Hay algo admirable —y peligrosamente eficaz— en ciertos artículos: su capacidad de convertir números normales en tragedias nacionales. Una especie de alquimia periodística donde un ratio financiero saludable se transforma en “artificio contable” y una operación empresarial en un supuesto “círculo sin frenos”.
Porque claro… cuando no hay corrupción comprobada, se fabrica suspenso.
Y eso es exactamente lo que intenta el artículo titulado:
“Ferrocarriles, granos y pensiones: un círculo de dinero sin frenos”, publicado por El País y amplificado con entusiasmo por eju.tv.
No es un análisis. Es una construcción. Una narrativa cuidadosamente diseñada para que el lector no entienda… pero sospeche.
El artículo en cuestión nos regala una joya: la relación deuda/patrimonio de 0,63. Sí, leyó bien: 0,63, cómodamente por debajo del límite de 1,0. Pero no, eso no sirve. Eso es demasiado aburrido para una narrativa alarmista.
Entonces aparece el truco: “Sin la revalorización, la empresa habría incumplido”. ¡Ah, claro! Y si le quitamos el oxígeno al paciente, también se muere.
La revalorización de activos no es una herejía contable, es una práctica estándar en cualquier empresa seria del mundo. Pero aquí se la presenta como si fuera una estafa con firma notariada. Porque el objetivo no es explicar… es insinuar.
Para quien escribió el artículo, el pecado es financiarse ya que de esa manera lo expresa, o sea, lo ve como escandalo la emisión de pagarés por Bs 7,5 millones.
¿Desde cuándo financiarse es delito?¿Desde cuándo captar recursos institucionales es una conspiración? Ah no… el problema no es el financiamiento. El problema es quién lo hace.
Porque cuando lo hace el Estado, es política pública. Cuando lo hace una empresa eficiente… es sospechoso.
El gran crimen es tener clientes grandes: Gravetal accede a créditos por Bs 60 millones en días consecutivos. Y el artículo lo presenta como si hubieran encontrado la caja negra del sistema financiero mundial.
Pero nadie dice lo obvio: las grandes industrias se financian así. El agro, la exportación, la logística… funcionan con crédito.
Sin crédito no hay producción. Sin producción no hay carga. Sin carga no hay tren. Pero claro… eso arruina el relato. La narrativa del “círculo oscuro”
Aquí viene lo mejor: Ferrocarriles + granos + pensiones = conspiración.
Traducción real: Producción + transporte + financiamiento = economía.
Pero en la lógica del artículo, todo circuito productivo es sospechoso si no pasa por el filtro ideológico correcto. Lo que llaman “círculo sin frenos” es, en realidad, una cadena de valor funcionando.
El verdadero objetivo (y aquí empieza lo interesante) Porque esto no es economía. Esto es política.
Se busca desacreditar la gestión financiera del gobierno. Se intenta generar desconfianza sobre las ferroviarias. Y, sobre todo, se pretende golpear el proyecto de integración ferroviaria que el propio Estado impulsa.
No es casualidad. Cuando Bolivia empieza a hablar de conectar oriente con occidente, de convertirse en eje logístico… aparecen los “expertos del desastre”. Los mismos que durante décadas no hicieron un solo kilómetro de integración… ahora descubren irregularidades en cada riel.

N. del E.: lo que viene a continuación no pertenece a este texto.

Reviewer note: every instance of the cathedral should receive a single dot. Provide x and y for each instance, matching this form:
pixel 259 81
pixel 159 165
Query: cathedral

El problema de fondo: el tren sí funciona Y ese es el verdadero pecado. Porque el ferrocarril en Bolivia tiene algo que molesta: es estratégico.
Históricamente, las vías férreas han sido el instrumento para conectar el país con mercados externos y dinamizar su economía. Hoy, ese mismo instrumento vuelve a tomar protagonismo. Y cuando algo empieza a funcionar… aparecen los que viven de que nada funcione.
En pocas palabras, el articulo debería llamarse “el negocio del miedo ajeno” El artículo no prueba corrupción. No demuestra ilegalidad. No evidencia fraude.
Lo que hace es mucho más rentable: instalar duda. Porque en Bolivia, destruir confianza siempre fue más fácil que construir desarrollo.
Pero esta vez hay un problema: los datos no acompañan el relato. Y cuando el relato se queda sin sustento, solo queda el ruido.
Cuando un artículo necesita exagerar para sostenerse, deja de ser periodismo… y pasa a ser instrumento.